Mengikutsertakan diri atau berkontribusi (langsung atau langsung) dalam aktivitas
politik secara ilegal.



Mengancam keselamatan pihak (perusahaan) lain guna memperoleh imbal-balik.



Menjanjikan keselamatan dan perlindungan bagi kesalahan yang dilakukan oleh orang
(pihak lain) guna memperoleh imbal-balik.

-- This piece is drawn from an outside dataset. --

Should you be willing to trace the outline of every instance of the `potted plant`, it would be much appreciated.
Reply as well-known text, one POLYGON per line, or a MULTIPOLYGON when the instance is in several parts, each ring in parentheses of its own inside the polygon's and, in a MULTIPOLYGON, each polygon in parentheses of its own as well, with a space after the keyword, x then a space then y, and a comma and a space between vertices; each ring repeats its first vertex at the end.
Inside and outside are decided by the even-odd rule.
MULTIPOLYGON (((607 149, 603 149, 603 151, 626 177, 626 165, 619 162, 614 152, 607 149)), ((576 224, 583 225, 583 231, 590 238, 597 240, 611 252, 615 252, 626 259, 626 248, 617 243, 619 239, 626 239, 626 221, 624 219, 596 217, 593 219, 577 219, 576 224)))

Mengancam akan membuka rahasia perusahaan atau pihak lain, guna memperoleh
imbal-balik.

Fraud dan Fraud Examiner Di Masa Yang Akan Datang
Tentu saja, yang di atas hanya sebagian dari contoh modus fraud yang terjadi di dalam
perusahaan. Kian hari, orang yang tidak bertanggungjawab kian kreatif dan cerdik. Ditambah
lagi dengan kehadiran prianti berteknologi tinggi, ke depannya fraud akan semakin marak
terjadi. Dengan semakin meningkatnya jumlah dan frekuensi transaksi berbasis internet,
internal fraud mungkin akan mulai bergeser ke eksternal fraud; pencurian (uang, data,
informasi bernilai tinggi) yang dilakukan oleh pihak luar perusahaan.
Melihat penomena fraud yang tak kunjung menurun, dengan jenis-modus fraud yang semakin
pintar dan canggih, rasanya sudah saatnya bagi perusahaan untuk menerapkan sistim
antisipasi fraud yang semakin dimutakhirkan (bukan sekedar sistim pengendalian intern yang
usang).
Note (untuk adik-adik mahasiswa): Profesi ‘fraud examiner‘ ini memiliki prospek yang
sangat menjanjikan. Untuk sektor pemerintah, tentu sudah ada inspektorat jenederal (depkeu)
dan bawasda (daerah), tetapi untuk sektor swasta sampai saat ini, fraud examiner di Indonesia
masih langka (bahkan mungkin belum ada). Di luar sana, sertifikasi dan profesi fraud
examiner sudah banyak tersedia. Saya belum tahu, apakah di Indonesia sudah ada. Jika sudah
ada, coba pertimbangkan untuk mengambil pendalaman profesi ini (selain auditor laporan
keuangan yang sudah umum). Lebih bagus lagi jika dikombinasikan dengan IT Forensic.
Tak kalah pentingnya, dari apa yang sudah saya lihat, seringkali perusahaan sudah
memiliki sistim pengendalian intern yang efektif untuk mendeteksi fraud,
SAYANGNYA BELUM memiliki ‘fraud respon system’ yang memadai. Akibatnya, fraud
terdeteksi, tertangkap, tetapi tidak tahu harus memberlakukannya seperti apa. Tentu,
fraud besar seperti yang dilakukan oleh Melinda D langsung diserahkan ke kepolisian
untuk diproses ke pengadilan, bagaimana dengan fraud yang skalanya lebih kecil?
Apakah pemecatan sudah/belum cukup? Sejauh ini belum ada standard operating
procedure (SOP) yang pasti. Untuk itu, kehadiran ‘fraud respond system’ kiranya
sudah semakin krusial bagi perusahaan-perusahaan di Indonesia. Menurut anda?